Aucun nom n’est officiellement avancé parmi les personnes arrêtées. Mais de sources concordantes, les colonels Mesgharou Ould Ghoueizi et Mohamed Ould Babahmed, tous deux de la Garde nationale, nés à Aioun, ville d’où sont originaires les cerveaux du putsch manqué du 8 juin 2003, feraient partie du groupe. Autres personnalités militaires appréhendées, les commandants Sidi Mohamed Ould Hamady et Dia Abderrahmane qui revenaient tous deux d’un stage en Espagne, ainsi qu’un certain commandant Ould Elwaer. Ces personnes arrêtées constitueraient, selon une source anonyme, une «connexion intérieure» des auteurs de la tentative de putsch avortée l’année dernière. Rappelons qu’une partie de ces officiers en liberté se sont baptisés «Les cavaliers du changement» et sillonnent toujours les grandes étendues du désert saharien. L’hypothèse d’une connexion avec «l’Alliance démocratique», formation créée à Dakar par Ely Ould Sneiba, un ancien homme du sérail, porte-parole du président mauritanien, avec pour seul objectif le renversement du pouvoir, est aussi avancée par les médias. Toutefois, l’ancien président de la République, Mohamed Khouna Ould Haidalla, adversaire d’Ould Taya aux dernières présidentielles, et qui compterait beaucoup de supporters dans «l’Alliance démocratique», n’a pas été inquiété.
De même, aucun civil ne figurerait parmi les personnes arrêtées, comme l’avaient indiqué les agences dans les premières heures qui suivirent cette arrestation.
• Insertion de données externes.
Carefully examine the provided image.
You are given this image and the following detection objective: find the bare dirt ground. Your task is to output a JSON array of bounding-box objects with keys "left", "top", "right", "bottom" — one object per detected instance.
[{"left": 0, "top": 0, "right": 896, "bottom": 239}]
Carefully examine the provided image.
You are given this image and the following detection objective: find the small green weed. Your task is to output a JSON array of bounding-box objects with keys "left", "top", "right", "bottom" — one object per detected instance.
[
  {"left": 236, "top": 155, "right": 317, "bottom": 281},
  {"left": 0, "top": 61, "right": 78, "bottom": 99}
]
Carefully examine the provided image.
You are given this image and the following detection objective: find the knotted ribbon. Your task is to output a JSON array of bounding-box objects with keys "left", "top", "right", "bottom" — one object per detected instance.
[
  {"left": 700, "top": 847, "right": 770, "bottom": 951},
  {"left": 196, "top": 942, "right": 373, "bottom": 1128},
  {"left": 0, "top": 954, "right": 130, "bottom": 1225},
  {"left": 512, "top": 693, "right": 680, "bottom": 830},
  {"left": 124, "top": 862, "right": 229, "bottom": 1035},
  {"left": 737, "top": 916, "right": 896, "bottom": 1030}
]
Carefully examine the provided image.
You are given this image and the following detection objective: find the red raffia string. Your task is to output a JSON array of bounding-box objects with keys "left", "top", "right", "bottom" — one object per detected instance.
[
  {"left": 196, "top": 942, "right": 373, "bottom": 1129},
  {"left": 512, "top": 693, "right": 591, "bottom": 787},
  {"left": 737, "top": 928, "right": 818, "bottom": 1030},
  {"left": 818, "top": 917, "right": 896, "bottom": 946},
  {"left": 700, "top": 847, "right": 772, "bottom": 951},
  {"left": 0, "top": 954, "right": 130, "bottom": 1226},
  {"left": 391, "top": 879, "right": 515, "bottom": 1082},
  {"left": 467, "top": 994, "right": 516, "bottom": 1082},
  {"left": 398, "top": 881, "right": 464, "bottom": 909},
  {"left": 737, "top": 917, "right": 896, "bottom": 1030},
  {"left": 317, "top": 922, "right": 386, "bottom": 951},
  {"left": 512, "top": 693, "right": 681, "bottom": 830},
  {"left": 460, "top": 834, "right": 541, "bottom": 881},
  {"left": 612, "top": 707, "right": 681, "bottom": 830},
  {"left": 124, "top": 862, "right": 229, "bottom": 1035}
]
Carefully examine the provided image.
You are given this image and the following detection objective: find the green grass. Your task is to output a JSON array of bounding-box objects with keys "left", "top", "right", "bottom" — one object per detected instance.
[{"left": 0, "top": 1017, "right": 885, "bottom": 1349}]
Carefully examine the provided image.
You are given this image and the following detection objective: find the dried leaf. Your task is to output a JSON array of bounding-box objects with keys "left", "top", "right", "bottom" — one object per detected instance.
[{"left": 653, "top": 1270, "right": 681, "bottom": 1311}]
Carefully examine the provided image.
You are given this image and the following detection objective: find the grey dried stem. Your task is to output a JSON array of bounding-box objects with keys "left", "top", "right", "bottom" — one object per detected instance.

D’habitude timides sur tout ce qui regarde les «questions militaires », les réactions des partis politiques ne se sont pas fait attendre. Ainsi, Mohamed Ould Moloud, chef de l’UFP, l’un des principaux partis de l’opposition du pays, a déploré mardi, dans un entretien à l’AFP, le silence officiel, estimant que « ces évènements prouvent l’urgence de trouver une solution politique à la crise et d’élaborer un consensus pour restaurer la cohésion nationale ». Ce à quoi, Ahmed Ould Sidi Baba, président du RDU (mouvance présidentielle) rétorque : « Il n’y a pas de crise, nous sommes un pays en début de démocratie et de toutes les façons, s’il y a crise, ce n’est pas par les armes qu’on doit trouver une solution » . Dès le début des arrestations, certaines sources ont évoqué la piste islamiste. Mais les hauts responsables des mouvances islamistes, comme Jemil Ould Mansour, ont déclaré qu’aucune arrestation n’a été opérée parmi leurs dirigeants : «Nous sommes contre l’utilisation de la force pour arriver au pouvoir et c’est pourquoi nous nous opposons à l’actuel régime ». Pour les observateurs, ces purges constituent une sorte de solde de tout compte, après le coup d’Etat du 8 juin 2003, avorté au terme de 36 heures de combats qui avaient fait 15 morts et 68 blessés, selon un bilan officiel. Environ 120 militaires impliqués dans cette tentative de coup d’Etat sont toujours en instance de jugement.